Supportive therapy in our case is in line with WHO recommendations as well as experiences presented in various studies [
2,
17,
18,
21,
22,
23,
24,
25,
26]. The study provides valuable insights into the clinical features and management of severe malaria cases, emphasizing the importance of intensive care unit management [
14,
20]. This case report also raises concerns about the efficacy of doxycycline prophylaxis. Similar reports of prophylaxis failure have been documented in the literature [
9,
10]. These findings call for further research and evaluation of alternative preventive strategies, especially in areas with drug-resistant strains.
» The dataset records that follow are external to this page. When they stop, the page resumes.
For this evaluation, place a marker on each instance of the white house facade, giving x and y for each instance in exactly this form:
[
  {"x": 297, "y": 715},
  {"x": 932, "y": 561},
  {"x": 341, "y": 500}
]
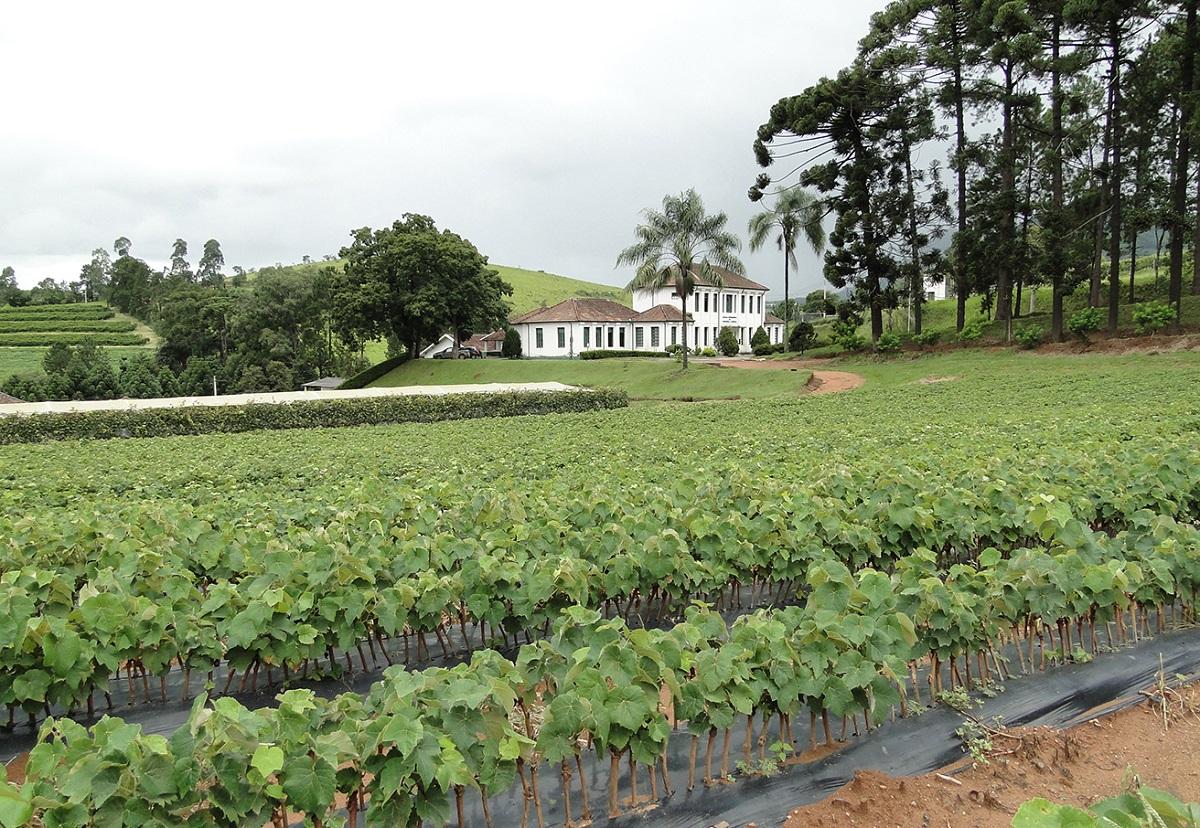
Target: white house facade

This case report is subject to some limitations. Firstly, we were not able to obtain the level of doxycycline concentration in plasma, due to the late hospitalization of the patient and lack of experience from the hospital staff, which would confirm the failure of prophylactic treatment. Secondly, there is a notable constraint in providing appropriate parenteral therapy for cases of severe malaria, primarily stemming from financial constraints and suboptimal operation of healthcare institutions in developing nations undergoing prolonged transitions, exemplified by the situation in Kosovo.